White privilege is being able to live in oblivion to race, to be invisible to even yourself, to have the space to not even think about your skin color.
My other close friend posted this; it is spot on where my heart is at: “I’ll explain real quick…if you or I had a family member fall victim to Cancer and you or I wrote #CancerSucks…nobody would counter that and say#AllDiseasesSuck. If I said #HappyMothersDay on Mothers Day, it’d be a little strange to say #AllParentsMatter as a response. If I say Cancer Sucks…it isn’t saying other diseases don’t suck. It is bringing awareness to a specific disease that is affecting me that I need help and/or attention with. If I say Happy Mother’s Day…it doesn’t mean I don’t appreciate Fathers…it is me showing appreciation specifically for my mom or mother’s in general.#BlackLivesMatter isn’t saying your life or any other life doesn’t matter. It is saying this Cancer Sucks!! And I/We need help and/or attention!! It is bringing attention to what is hurting. If you have multiple kids, and a child felt forgotten or neglected, it is OK and EXPECTED to single them out and let them know they matter, that you LOVE them. That doesn’t mean you don’t care about the others. We are all God’s children, so when your brothers and sisters are telling you #WeMatter….it’d be better to say yes you do and I LOVE YOU instead of countering it.”

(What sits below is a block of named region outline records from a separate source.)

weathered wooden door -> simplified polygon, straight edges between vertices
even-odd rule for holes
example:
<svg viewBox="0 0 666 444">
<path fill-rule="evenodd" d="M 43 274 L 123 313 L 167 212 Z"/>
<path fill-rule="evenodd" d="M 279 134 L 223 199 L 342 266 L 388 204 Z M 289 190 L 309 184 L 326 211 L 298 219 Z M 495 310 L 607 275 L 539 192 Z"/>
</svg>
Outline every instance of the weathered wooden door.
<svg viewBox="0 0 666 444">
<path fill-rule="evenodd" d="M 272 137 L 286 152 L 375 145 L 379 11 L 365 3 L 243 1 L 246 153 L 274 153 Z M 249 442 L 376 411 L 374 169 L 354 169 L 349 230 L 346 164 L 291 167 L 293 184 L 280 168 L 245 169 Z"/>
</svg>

Friends, can we put down our defenses and vulnerably try to place ourselves in the shoes of others? It’s heart-risky imagining being a cop in the US: how freaking scary right now. It’s also heart-risky imagining being [specifically] a black male in the US: how freaking scary. Its uncomfortable to admit there is racism, injustice, cruel meaningless violence. I do not know what it is like to send my husband off fearing for his life day after day, when his job and duty and heart is to protect others. I also can’t begin to imagine or understand how emotionally exhausting it must be to wear color on my skin.
But I will keep learning, keep asking ignorant questions, and keep talking. I will pursue more friendships with people of color. I will mess up, a lot. I will and have said stupid things. I so want to learn to love well, especially in the face of tragedy: if I do not love well, what purpose and meaning does my life have?
Last night our almost-6 month little man woke up ready to party at 11 pm. Husband had just gotten home from a 10+ hour day of work. I was feeding our 3 week little man so it was up to Daddy, like it has been for 3 weeks, to care for and comfort our first born.